Delivering consistent MRI testing across a vast clinical enterprise can be a tall task, but one Atlanta-based hospital may have discovered the secret recipe.
Emory University Hospital and its school of medicine recently devised a detailed process to ensure that such exams are delivered in a more uniform fashion. Collaboration between radiologists, physicists and technologists has been crucial during the project, experts wrote Wednesday in Current Problems in Diagnostic Radiology.
Emory delivers some 70,000 MRI exams annually, using 25 imaging systems across 14 centers. Doing so wasn’t easy, but neuroradiologist Amit Saindane, MD, believes the system is starting to make headway on their imaging project. They’ve focused on keeping magnetic resonance services personalized to each patient, but also delivered within a “framework of standardization.”
“A patient receiving an MRI should rightly presume equal outcomes at any MRI site within an institution,” wrote Saindane and coauthor Puneet Sharma, PhD, a professor and MRI physicist at the school. “It is our charge as clinical and technical providers to ensure the underlying structure is in place to facilitate that expectation.”
To help radiologists elsewhere, the authors broke down their process into five easy steps (which have been boiled down and condensed by Radiology Business):
1) Take inventory: Emory began this process by taking account of its MRI technology and personnel, Saindane noted. It formed a committee of key stakeholders to aid in this process, incorporating radiologists, MRI physicists and technologists.
2) Devise a document: Radiologists from each division then formed work groups to begin reviewing and discussing the existing MRI protocols. If a formal protocol was not already in place, each group would begin crafting one with the goal of defining clinical needs, observing accepted standards and adhering to the principles of exam efficiency.
3) Collaborate with coworkers: Another important step, the authors noted, was conferring with MRI physicists before radiologists finalized any MRI protocols. Such experts could then comment on any new content, or propose alternate imaging techniques for specific systems that are not capable of a particular MR method.
“These technical experts have intimate knowledge of MRI system capability throughout our enterprise, which is non-trivial considering the scope of vendors, coils, field strengths, pulse sequence methods, and system age,” Saindane wrote.
4) Target implementation: Once this collaboration between radiologists and scientists wraps up, the teams then work with site-lead technologists to implement the new protocols, addressing any concerns about workflow and education. MR physicists also programmed and carefully reviewed the translation of each protocol into the system, making sure they are compatible and optimize performance.
5) Open communication channels: After scientists standardize and install these protocols, Emory then opened communication channels between site supervisors/technologists and the radiologists/physicists, relaying image quality workflow, exam times and concerns about protocol execution.
“The urgency of issues drives the mode of communication, with email and phone as the primary tools, with more advanced methods, like real-time chat, currently being evaluated. In our view, this is vital to maintain standardization and continually optimize methods,” the authors wrote.
6) Check in annually: Afterward, Emory has ensured that each division—including abdominal, neuroradiology, musculoskeletal and breast imaging—reconvene yearly to review the MRI protocols again.

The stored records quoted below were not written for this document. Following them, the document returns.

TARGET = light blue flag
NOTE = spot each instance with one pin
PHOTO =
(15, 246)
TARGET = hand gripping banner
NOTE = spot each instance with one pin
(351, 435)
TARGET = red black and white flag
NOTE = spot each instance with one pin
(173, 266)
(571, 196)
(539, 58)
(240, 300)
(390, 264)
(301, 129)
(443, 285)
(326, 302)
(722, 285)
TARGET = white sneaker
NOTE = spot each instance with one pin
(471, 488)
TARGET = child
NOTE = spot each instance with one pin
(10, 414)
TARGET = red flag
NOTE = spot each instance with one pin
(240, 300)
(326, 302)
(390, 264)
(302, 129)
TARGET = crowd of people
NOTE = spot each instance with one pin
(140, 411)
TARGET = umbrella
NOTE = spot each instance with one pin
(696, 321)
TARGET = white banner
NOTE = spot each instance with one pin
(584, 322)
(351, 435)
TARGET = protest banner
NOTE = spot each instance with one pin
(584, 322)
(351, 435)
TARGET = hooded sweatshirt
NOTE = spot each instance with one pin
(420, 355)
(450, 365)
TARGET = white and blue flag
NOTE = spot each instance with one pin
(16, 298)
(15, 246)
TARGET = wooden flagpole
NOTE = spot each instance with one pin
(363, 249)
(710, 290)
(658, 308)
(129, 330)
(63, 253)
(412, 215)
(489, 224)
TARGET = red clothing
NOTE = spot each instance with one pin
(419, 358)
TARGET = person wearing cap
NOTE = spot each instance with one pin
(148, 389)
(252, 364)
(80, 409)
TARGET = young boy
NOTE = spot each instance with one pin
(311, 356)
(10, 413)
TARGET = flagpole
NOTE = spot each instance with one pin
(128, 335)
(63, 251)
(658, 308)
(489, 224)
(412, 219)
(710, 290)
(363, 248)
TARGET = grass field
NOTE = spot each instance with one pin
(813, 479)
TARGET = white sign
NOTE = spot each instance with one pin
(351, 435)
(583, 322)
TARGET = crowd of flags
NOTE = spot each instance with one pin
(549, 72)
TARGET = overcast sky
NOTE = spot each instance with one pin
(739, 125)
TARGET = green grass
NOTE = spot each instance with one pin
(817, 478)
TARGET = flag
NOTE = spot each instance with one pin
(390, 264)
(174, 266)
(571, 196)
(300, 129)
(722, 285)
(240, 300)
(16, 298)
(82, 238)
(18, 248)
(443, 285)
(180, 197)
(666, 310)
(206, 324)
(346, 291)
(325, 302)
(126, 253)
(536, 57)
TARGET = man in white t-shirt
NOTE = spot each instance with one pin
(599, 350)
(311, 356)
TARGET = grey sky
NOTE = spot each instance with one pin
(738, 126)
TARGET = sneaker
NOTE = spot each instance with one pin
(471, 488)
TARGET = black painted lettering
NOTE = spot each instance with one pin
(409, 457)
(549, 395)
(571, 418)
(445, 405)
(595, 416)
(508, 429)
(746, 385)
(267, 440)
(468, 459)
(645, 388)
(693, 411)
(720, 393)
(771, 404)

This is usually slated over the summer, as new residents and fellows arrive and begin getting acquainted with the organization. Radiologists vote on any protocol changes using an online survey tool, with controversies mulled over as a team to reach consensus. Authors also emphasized that they have worked to preserve clinician autonomy.
“The radiologist maintains authority to augment the protocol at vetting to best meet the needs of the patient,” they noted. “This application has greatly improved exam efficiency by reducing tech confusion and radiologist intervention.”
At the time of writing this piece, Emory had established 230 MRI protocols across its various specialties. The authors believe this process is beginning to bear fruit, and encourage other leaders to dive in.
“In total, these process achievements have allowed our institution to operate with the mentality that all patients receive our standardized MR protocols, regardless of the location within the enterprise,” they noted. “Our overall experience with protocol standardization has been positive. But it is also a work in progress, as new tools and ideas become known. A connected team is vital for success, along with an intimate understanding of a system's capability,” they added later.